A conservative Republican who has supported President Donald Trump’s unsubstantiated claim that millions of illegal votes cost Trump the popular vote in 2016 will have to prove Kansas has a problem with voter fraud if he’s to win a legal challenge to voter registration requirements he’s championed. The case headed to trial starting Tuesday has national implications for voting rights as Republicans pursue laws they say are aimed at preventing voter fraud but that critics contend disenfranchise minorities and college students who tend to vote Democratic and who may not have such documentation readily available. Kansas Secretary of State Kris Kobach, who is running for governor and was part of Trump’s now-disbanded commission on voter fraud , has long championed such laws and is defending a Kansas requirement that people present documentary proof of citizenship — such as a birth certificate, naturalization papers or a passport — when they register to vote.
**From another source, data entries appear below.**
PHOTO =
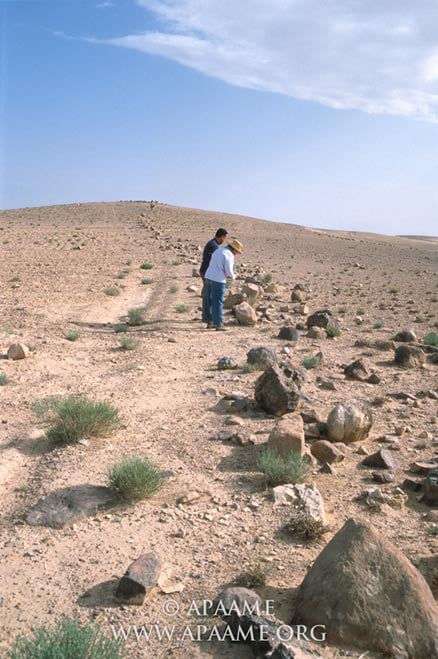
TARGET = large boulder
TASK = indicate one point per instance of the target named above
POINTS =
(261, 357)
(234, 299)
(139, 579)
(349, 422)
(408, 356)
(320, 318)
(276, 393)
(245, 314)
(288, 436)
(368, 595)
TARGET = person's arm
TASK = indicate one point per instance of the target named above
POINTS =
(206, 256)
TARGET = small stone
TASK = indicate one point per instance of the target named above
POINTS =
(18, 351)
(383, 476)
(382, 459)
(326, 452)
(140, 577)
(423, 467)
(226, 363)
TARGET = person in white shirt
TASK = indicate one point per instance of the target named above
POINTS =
(220, 269)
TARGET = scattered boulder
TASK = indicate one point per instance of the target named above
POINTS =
(320, 318)
(326, 452)
(289, 334)
(431, 488)
(261, 357)
(305, 497)
(357, 370)
(226, 363)
(18, 351)
(276, 393)
(288, 436)
(316, 333)
(405, 336)
(297, 296)
(368, 595)
(245, 314)
(139, 579)
(253, 292)
(349, 422)
(237, 599)
(408, 356)
(69, 505)
(383, 477)
(382, 459)
(233, 300)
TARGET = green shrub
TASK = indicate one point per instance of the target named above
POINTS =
(67, 640)
(75, 417)
(306, 527)
(431, 339)
(136, 316)
(72, 335)
(135, 478)
(128, 343)
(256, 575)
(112, 291)
(279, 469)
(332, 331)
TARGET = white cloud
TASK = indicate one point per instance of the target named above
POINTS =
(380, 56)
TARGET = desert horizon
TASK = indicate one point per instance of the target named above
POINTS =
(102, 302)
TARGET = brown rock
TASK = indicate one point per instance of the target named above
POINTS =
(326, 452)
(349, 422)
(233, 300)
(245, 314)
(431, 489)
(275, 393)
(288, 436)
(140, 577)
(408, 356)
(368, 595)
(382, 459)
(356, 370)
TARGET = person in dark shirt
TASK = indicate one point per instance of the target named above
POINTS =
(211, 247)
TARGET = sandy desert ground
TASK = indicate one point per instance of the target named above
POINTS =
(56, 263)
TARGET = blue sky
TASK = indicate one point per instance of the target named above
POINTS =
(303, 111)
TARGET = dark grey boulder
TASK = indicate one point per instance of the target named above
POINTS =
(276, 393)
(70, 504)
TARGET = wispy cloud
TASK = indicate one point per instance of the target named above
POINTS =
(379, 56)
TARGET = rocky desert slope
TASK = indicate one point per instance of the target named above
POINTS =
(215, 518)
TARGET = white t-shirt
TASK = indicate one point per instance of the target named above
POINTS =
(221, 265)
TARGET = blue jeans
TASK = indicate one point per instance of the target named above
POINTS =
(213, 304)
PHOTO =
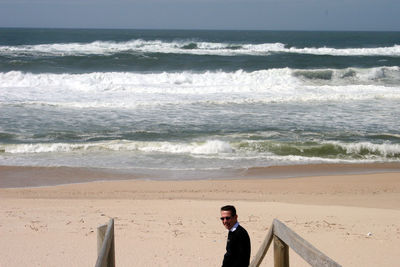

“Kansas is the site of the major showdown on this issue, and Kris Kobach has been such a prominent advocate for concerns about noncitizens voting and other fraudulent behavior. He essentially led the Trump commission on vote fraud and integrity and he has been a lightning rod — which makes him a hero to people on his side of the argument in trying to tighten up voting laws, but makes him kind of a mischief-maker and a distraction for people who are on the other side,” said Barry Burden, director of the Elections Research Center at the University of Wisconsin-Madison.
Courts have temporarily blocked Kobach from fully enforcing the Kansas law, with the 10th U.S. Circuit Court of Appeals in Denver calling it “a mass denial of a fundamental constitutional right.”